Abu Hafshin Al-Haddad
BAGAIMANA ABU HAFSHIN BIN HADDAD BERTAUBAT Ketika
masih remaja, Abu Hafshin bin Haddad jatuh cinta kepada seorang gadis
pelayan. Ia sedemikian tergila-gila sehingga tak dapat hidup dengan
tenang. “Ada seorang dukun Yahudi yang tinggal di pinggiran kota Nishapur. Ia tentu dapat menolongmu”, sahabat-sahabatnya menyarankan. Maka pergilah Abu Hafshin menemui dukun Yahudi itu dan menerangkan masalah yang sedang dihadapinya. Si
Yahudi menyarankan: “Selama empat puluh hari janganlah engkau melakukan
shalat, dengan cara bagaimana pun juga janganlah kau patuhi perintah
Allah, dan jangan lakukan perbuatan-perbuatan baik. Selama itu pula
jangan engkau sebut-sebut nama Allah dan sama sekali jangan memikirkan
hal-hal yang baik. Setelah semua ini engkau lakukan, barulah aku sanggup
dengan sihirku membuat kehendakmu itu tercapai”. Selama empat
puluh hari Abu Hafshin melaksanakan nasehat si dukun. Setelah itu si
dukun membuatkan sebuah jimat untuknya, tetapi ternyata juga masih tak
ada hasilnya. Si Yahudi berdalih: “Sudah pasti
bahwa selama ini engkau pernah melakukan perbuatan baik. Jika tidak,
tentu tujuanmu itu telah tercapai”. “Tak ada pelanggaran yang
pernah kulakukan”, Abu Hafshin membela diri. “Satu-satunya kebajikan
yang kuingat adalah menyepak sebuah batu ketika aku datang ke sini agar
tak ada orang yang tersandung karenanya” . “Janganlah
menjengkelkan Allah yang perintah-perintah-Nya hendak engkau tentang
selama empat puluh hari. Dia takkan menyia-nyiakan kemurahan-Nya walau
untuk kebajikan kecil seperti yang telah engkau lakukan”, cela si
Yahudi. Kata-kata itu mengobarkan api taubat di
dalam dada Abu Hafshin, bahkan sedemikian berkobarnya sehingga ia
bertaubat melalui si Yahudi itu. Abu Hafshin terus melakukan
usahanya sebagai pandai besi, dan menyembunyikan keajaiban yang telah
terjadi terhadap dirinya itu. Setiap hari ia memperoleh uang satu dinar.

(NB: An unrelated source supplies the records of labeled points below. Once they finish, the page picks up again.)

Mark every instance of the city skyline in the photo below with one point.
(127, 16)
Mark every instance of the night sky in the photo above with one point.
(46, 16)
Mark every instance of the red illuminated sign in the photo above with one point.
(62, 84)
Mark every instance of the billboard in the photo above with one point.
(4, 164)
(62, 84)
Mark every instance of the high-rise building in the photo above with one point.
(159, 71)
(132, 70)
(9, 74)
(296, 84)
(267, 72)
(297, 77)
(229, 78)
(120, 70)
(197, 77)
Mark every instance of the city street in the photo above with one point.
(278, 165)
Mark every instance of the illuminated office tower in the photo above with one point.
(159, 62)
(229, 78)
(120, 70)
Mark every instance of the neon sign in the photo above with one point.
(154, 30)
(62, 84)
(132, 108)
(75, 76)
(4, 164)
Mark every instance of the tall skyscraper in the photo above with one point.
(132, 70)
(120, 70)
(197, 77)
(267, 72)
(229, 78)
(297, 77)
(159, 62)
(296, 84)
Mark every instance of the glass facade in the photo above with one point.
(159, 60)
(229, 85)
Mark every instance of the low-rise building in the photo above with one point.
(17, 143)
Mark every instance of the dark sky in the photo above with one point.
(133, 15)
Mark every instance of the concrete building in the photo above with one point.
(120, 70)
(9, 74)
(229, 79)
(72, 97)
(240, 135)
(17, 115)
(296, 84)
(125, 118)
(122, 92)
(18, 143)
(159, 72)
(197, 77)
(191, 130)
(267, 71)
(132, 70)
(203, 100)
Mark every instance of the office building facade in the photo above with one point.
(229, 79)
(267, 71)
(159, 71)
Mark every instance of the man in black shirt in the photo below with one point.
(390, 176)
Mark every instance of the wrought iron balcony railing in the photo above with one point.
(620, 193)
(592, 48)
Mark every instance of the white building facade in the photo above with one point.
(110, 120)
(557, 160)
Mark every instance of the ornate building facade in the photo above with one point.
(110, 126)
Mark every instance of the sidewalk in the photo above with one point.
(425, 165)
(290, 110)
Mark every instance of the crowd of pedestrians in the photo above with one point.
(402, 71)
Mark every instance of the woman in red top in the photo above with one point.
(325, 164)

Dan setiap malam pula uang satu dinar itu diberikannya kepada
orang-orang miskin, atau secara sembunyi dimasukannya ke dalam kotak
surat di rumah para janda. Kemudian, bila waktu isya’ telah tiba, ia pun
pergi mengemis dan dengan uang yang diperolehnya melalui cara ini ia
berbuka puasa. Kadang ia mengumpulkan bawang atau lainnya sisa-sisa yang
terdapat di kamar cuci umum, lalu dijadikannya sebagai santapannya. Demikianlah
perilaku Abu Hafshin untuk beberapa lama. Pada suatu hari seorang buta
berjalan di dalam pasar sambil membaca ayat “Aku berlindung kepada Allah
dari syaithan yang terkutuk. Dengan nama Allah Yang Maha Pengasih lagi
Maha Penyayang. Maka akan ditunjukkan Allah kepada mereka yang tak
pernah mereka sangka sebelumnya …… “ Ayat ini menyesakkan dada
Abu Hafshin sehingga ia tak sadarkan diri. Sehingga, ketika itu
dipertukangannya, sebagai ganti jepitan ia masukkan tangannya ke dalam
tungku perapian untuk mengambil sepotong besi yang sedang membara. Besi
tersebut ia taruh ke atas paron untuk dipalu anak-anak buahnya. Semua
anak buah Abu Hafshin tersadar, betapa Abu Hafshin menempa besi panas
itu dengan tangannya sendiri. “Tuan, apakah yang engkau perbuat ini?” seru mereka. “Palu!” Abu Hafshin memberi perintah. “Tuan, apakah yang harus kami palu?” tanya mereka, “besi ini telah bersih”. Barulah
Abu Hatshin sadar. Dilihatnya besi yang membara di tangannya dan
didengarnya seruan-seruan anak buahnya: “Besi itu telah bersih. Apakah
yang harus kami palu?” Besi tersebut dilemparkannya. Bengkel itu segera
ditinggalkannya dan siapa pun boleh mengurusnya. “Sudah lama
sebenarnya aku ingin meninggalkan usaha tersebut, tapi tak dapat.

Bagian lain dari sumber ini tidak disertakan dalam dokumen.